For the first time all evening, as he slowly shuffled off and then back onto the stage to acknowledge the applause, Haitink looked his age (81). He had conducted with great energy and fire, and it was clear now that he had given his all during the performance–just as he has given his all during his four-tenure here in Chicago. Godspeed, Mr. Haitink, and thanks for a magnificent 7th. And here’s hoping the woodwind section sticks around for a few more years: it will be fun to see what Riccardo Muti, the incoming Music Director, does with their talents.
Mark Swed of the LA Times writes of an interesting recent experiment in classical music performance: a string quartet performed in a pitch black space. Composer Georg Friedrich Haas’ Third String Quartet instructs the performers to play in utter darkness, and the JACK Quartet did its best to comply this past Monday, mobilizing ushers with night-vision goggles and fire marshals for safety. They even required all audience members to sign a release form prior to the concert.
How did it go? Swed’s description:
I found that the quartet profoundly dismantled my sense of linear time. Time seemed so slow at points that I could space out without missing anything. When the JACK got a bit rambunctious – the score calls for players to invite each other to join in or reject certain musical strategies and there is even room for competition – a listener could feel part of the exciting action. Ultimately, though, each of us, in this pitch-black, was alone, in our personal experiences yet acutely conscious of neighbors. I heard no coughs and only minimal shuffling.
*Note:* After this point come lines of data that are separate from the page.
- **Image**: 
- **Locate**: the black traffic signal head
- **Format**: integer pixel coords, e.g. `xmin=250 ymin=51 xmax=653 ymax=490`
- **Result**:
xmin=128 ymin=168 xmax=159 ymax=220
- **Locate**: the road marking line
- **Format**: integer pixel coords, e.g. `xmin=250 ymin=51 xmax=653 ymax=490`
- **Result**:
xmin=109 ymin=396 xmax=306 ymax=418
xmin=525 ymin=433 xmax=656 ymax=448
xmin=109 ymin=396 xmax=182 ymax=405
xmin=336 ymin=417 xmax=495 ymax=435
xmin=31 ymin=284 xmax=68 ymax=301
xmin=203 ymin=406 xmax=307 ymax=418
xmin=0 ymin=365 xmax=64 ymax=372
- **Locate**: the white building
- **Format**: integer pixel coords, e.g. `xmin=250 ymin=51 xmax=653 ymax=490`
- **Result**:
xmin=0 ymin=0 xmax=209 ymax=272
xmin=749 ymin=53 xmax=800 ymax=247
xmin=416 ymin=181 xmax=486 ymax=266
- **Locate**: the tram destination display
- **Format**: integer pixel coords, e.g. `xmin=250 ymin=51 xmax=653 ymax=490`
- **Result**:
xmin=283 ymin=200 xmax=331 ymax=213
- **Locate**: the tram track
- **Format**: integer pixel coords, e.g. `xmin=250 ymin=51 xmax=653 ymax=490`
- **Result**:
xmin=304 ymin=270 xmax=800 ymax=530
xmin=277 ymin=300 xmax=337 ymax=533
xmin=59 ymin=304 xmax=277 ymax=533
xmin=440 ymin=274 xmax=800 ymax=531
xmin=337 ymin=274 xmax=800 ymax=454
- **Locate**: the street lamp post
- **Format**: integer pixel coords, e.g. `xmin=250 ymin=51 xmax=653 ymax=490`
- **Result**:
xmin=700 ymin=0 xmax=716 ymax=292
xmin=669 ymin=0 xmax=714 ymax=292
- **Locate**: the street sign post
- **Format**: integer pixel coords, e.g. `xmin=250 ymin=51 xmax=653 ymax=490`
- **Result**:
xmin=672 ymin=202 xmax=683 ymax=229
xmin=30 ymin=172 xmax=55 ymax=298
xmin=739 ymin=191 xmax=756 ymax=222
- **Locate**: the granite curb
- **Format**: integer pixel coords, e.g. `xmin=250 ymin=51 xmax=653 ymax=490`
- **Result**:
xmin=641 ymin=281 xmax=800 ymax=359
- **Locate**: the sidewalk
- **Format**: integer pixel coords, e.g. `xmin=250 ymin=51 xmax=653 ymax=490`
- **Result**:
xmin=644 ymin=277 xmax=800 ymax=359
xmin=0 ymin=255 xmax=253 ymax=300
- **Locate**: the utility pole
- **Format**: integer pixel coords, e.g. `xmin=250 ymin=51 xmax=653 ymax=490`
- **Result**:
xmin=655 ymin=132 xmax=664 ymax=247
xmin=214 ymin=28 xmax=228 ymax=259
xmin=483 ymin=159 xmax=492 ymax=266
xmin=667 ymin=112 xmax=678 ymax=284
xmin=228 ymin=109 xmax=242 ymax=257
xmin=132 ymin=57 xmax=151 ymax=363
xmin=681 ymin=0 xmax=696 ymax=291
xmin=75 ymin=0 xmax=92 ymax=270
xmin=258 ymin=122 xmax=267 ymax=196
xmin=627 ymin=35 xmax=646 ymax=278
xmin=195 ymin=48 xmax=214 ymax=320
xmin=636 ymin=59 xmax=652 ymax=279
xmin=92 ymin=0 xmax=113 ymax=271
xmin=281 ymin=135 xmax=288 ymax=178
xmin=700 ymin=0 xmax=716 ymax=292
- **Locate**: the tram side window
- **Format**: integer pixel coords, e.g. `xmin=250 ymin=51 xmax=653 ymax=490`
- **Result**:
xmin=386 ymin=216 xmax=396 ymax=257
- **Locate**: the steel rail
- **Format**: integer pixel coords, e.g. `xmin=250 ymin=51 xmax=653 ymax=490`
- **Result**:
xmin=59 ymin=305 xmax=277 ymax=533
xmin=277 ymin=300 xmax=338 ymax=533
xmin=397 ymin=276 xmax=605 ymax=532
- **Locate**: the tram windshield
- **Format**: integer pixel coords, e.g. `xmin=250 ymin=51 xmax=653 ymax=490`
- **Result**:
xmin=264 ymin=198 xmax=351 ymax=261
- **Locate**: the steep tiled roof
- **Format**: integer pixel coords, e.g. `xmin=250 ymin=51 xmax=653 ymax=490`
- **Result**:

I neglected to mention it here previously, but a week ago I attended the St. Paul Chamber Orchestra’s final concert of the year at the University of Chicago’s Mandel Hall. The evening opened with a fierce rendition of Beethoven’s Violin Concerto, Thomas Zehemair on violin and conducting. One reviewer describes Zehemair’s performance as “audacious”; my companion thought it mostly annoying. I found it striking and dramatic: I’ve never seen a violinist perform a cadenza, for example, as a kind of funereal dialogue with the timpanist.
The second half of the program opened with Ernst Krenek’s Symphonic Elegy for Strings, op. 105, which Zehemair announced from the stage was created while the composer was temporarily on the faculty of Hamline University in St. Paul. The Krenek piece was written as an elegy for Anton Webern, whose Symphony, Op. 21, came next. The evening closed out with a rather perfunctory performance of Schubert’s Unfinished Symphony, not bad but lacking the passion that had fired up the Beethoven.
All in all, it was a good, if not spectacular, evening at the symphony. Perhaps they should have tried killing the lights.